Jim Geraghty, a writer for National Review and National Review Online, wrote in his review of the book that "Freddoso hones in on [sic] one aspect of the Obama message, the idea that Obama is a reformer, and obliterates it in the manner of a professional demolitions crew." Geraghty also compared the book to Jerome Corsi's The Obama Nation. "If Obama falls short of his presidential aspiration, his supporters will be quick to attribute it to 'false smears' in Corsi’s book," Geraghty predicted. "But any Obama defeat is more likely to be a result of the hard truths in Freddoso’s." Geraghty notes that David Freddoso thanks him in the book's acknowledgments section.

===Alleged inaccuracies===

According to an Associated Press report, Freddoso's book "sometimes includes inaccurate or incomplete information" to back the argument that Obama's record should be opposed by conservatives and moderates. The report states that "Freddoso accuses Obama of voting to raise taxes on anyone with taxable income of more than $32,500." The nonpartisan watchdog group Factcheck.org (itself funded primarily by the Annenberg Foundation), notes that provision was part of a nonbinding budget resolution that had no actual impact on tax levels, and that Obama's tax proposals do not include any such increase." According to Factcheck.org: "...Obama's March 2008 vote for a non-binding budget resolution that would have set general revenue and spending targets for congressional tax-writing and appropriations committees. The resolution does not contain a specific provision to raise tax rates, but rather assumes that most of the 2001 and 2003 tax cuts expire as scheduled in 2011. It also bears no relation to Obama's proposed economic plan" and also "In particular, the (budget) resolution would allow the 25 percent tax bracket to return to its pre-2001 level of 28 percent. That bracket kicks in at $32,550 for an individual or $65,100 for a married couple."

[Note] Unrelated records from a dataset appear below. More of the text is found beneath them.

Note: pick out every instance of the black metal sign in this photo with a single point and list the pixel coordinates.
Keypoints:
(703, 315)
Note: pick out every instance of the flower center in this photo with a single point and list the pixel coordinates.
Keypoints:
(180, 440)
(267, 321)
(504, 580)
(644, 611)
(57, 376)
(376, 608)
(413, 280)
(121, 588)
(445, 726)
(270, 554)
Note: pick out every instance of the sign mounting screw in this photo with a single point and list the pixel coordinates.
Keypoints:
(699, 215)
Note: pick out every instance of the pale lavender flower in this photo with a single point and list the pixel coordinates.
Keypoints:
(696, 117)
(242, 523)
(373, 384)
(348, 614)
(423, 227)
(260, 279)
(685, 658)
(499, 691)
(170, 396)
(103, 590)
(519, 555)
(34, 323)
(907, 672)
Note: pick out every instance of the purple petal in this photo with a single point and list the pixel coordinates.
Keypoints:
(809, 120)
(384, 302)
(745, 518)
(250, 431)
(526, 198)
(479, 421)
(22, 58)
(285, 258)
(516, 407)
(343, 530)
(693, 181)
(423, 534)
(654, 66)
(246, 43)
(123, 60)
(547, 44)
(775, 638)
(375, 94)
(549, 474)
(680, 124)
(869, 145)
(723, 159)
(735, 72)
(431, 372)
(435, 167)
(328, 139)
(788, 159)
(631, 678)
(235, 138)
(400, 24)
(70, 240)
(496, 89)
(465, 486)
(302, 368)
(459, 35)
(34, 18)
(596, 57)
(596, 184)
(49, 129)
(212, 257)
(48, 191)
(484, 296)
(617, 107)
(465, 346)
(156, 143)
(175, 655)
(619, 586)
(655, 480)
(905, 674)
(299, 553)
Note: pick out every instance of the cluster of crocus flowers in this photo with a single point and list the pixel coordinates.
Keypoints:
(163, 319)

==Writing, publishing and publicizing the book==

Freddoso took a leave from his job with National Review Online to write the book. The author had been a writer for Human Events and a political reporter for Robert Novak's Evans-Novak Political Report.

The first press run of the book totaled nearly 300,000 copies, and it appeared on the August 24, 2008 New York Times Bestseller List for hardcover nonfiction at No. 5 (the list reflected sales for the week ending August 9, 2008; the Times stated that some book stores reported receiving bulk orders). Publicity for the book is handled by the conservative public relations firm Creative Response Concepts, headed by former Republican political official Greg Mueller. Creative Response Concepts also organized publicity for Unfit for Command by John O'Neill and Jerome Corsi, and for the 527 group Swift Boat Veterans for Truth during the 2004 United States presidential election.